LONDON, UK: In many parts of the world, growing inflationary pressures are causing the cost of living to increase sharply. To help remedy this stress, the UK government recently announced that National Health Service (NHS) workers, including dental professionals, would receive a pay rise of 4.5% backdated to April 2022. This increase has been met with criticism by the British Dental Association (BDA), however, which argued that such pay rises should match inflation and that the failure to do so “will only accelerate the workforce crisis facing NHS dentistry”.

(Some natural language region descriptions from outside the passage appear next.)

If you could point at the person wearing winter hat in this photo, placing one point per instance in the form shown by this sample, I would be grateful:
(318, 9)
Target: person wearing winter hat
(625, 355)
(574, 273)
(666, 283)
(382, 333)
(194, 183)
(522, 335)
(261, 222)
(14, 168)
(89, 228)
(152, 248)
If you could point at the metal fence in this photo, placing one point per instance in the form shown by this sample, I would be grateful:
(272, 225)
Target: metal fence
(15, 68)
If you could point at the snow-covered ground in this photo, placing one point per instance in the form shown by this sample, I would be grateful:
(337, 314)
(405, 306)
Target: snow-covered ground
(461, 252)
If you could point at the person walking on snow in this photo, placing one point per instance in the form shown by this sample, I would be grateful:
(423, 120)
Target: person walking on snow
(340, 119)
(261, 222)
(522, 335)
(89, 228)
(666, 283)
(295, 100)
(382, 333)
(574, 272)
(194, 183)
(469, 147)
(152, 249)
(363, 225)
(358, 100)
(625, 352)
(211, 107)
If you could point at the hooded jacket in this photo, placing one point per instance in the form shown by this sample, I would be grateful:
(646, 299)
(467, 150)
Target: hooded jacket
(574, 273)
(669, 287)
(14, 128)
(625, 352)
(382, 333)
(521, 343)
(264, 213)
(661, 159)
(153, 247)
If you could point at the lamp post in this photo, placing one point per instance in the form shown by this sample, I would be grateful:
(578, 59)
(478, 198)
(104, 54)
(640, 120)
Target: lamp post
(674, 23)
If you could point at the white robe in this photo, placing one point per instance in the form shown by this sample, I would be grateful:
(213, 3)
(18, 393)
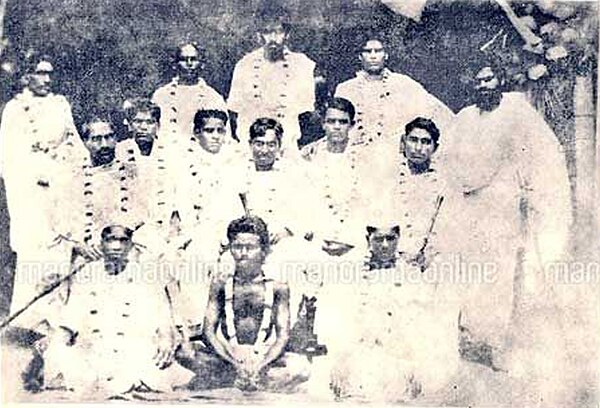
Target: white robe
(395, 320)
(39, 145)
(339, 180)
(512, 169)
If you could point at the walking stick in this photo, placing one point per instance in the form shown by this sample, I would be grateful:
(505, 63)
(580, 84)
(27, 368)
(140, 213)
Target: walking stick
(46, 291)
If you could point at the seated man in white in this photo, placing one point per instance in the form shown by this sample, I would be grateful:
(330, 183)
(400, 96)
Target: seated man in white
(247, 322)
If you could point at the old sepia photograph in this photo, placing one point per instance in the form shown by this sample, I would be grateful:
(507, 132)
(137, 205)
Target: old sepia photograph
(266, 202)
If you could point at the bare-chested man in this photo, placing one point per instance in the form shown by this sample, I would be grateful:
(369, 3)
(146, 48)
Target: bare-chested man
(247, 322)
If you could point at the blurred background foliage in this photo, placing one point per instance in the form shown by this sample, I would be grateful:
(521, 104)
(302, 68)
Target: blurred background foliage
(108, 50)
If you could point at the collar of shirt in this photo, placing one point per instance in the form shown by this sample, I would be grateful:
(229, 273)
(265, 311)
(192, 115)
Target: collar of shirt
(362, 74)
(404, 170)
(27, 97)
(259, 55)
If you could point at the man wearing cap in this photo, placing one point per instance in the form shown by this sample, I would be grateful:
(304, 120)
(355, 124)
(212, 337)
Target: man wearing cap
(392, 317)
(179, 100)
(247, 323)
(272, 81)
(419, 188)
(512, 210)
(385, 100)
(39, 144)
(102, 342)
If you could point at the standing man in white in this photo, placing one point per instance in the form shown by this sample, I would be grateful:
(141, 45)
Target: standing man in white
(385, 100)
(273, 81)
(38, 143)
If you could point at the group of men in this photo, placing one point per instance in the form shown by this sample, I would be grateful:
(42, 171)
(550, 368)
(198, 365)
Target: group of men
(254, 233)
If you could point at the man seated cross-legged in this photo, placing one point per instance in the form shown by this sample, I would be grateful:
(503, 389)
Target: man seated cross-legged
(247, 323)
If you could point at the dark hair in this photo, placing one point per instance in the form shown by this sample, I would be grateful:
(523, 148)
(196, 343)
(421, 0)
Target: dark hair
(494, 63)
(108, 230)
(342, 104)
(137, 105)
(365, 37)
(426, 124)
(202, 115)
(96, 118)
(177, 55)
(249, 225)
(261, 125)
(273, 14)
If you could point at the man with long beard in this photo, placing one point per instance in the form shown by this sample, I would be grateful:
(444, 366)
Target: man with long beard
(386, 100)
(39, 144)
(510, 208)
(272, 81)
(180, 99)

In June, The Guardian reported that, whereas government ministers had set a maximum pay increase for NHS workers of 3%, independent pay review bodies had strongly recommended an increase of between 4% and 5%. On 19 July, the government announced that the pay rise would be 4.5% for dentists and doctors and that the recommendations from these review bodies would be accepted in full.

Though this figure represents the largest pay increase for public health workers in the UK in two decades, it is significantly lower than the current rate of inflation. Inflation has now reached 9.4%, according to the Office for National Statistics, and the Bank of England has predicted that it could reach more than 11% by the end of this year, the BBC has reported.

In a press release, the BDA expressed its anger with the decrease in real income that NHS dentists would experience and noted that it would consult its membership to help determine its response.

“For a decade we’ve seen euphemisms of ‘pay restraint’ and ‘efficiency savings’ amount to the deepest pay cuts in the public sector,” said Dr Peter Crooks, deputy chair of the BDA’s Principal Executive Committee. “This derisory offer will only serve to give dentists more reasons to reconsider their future in the NHS, and millions of patients will pay the price.”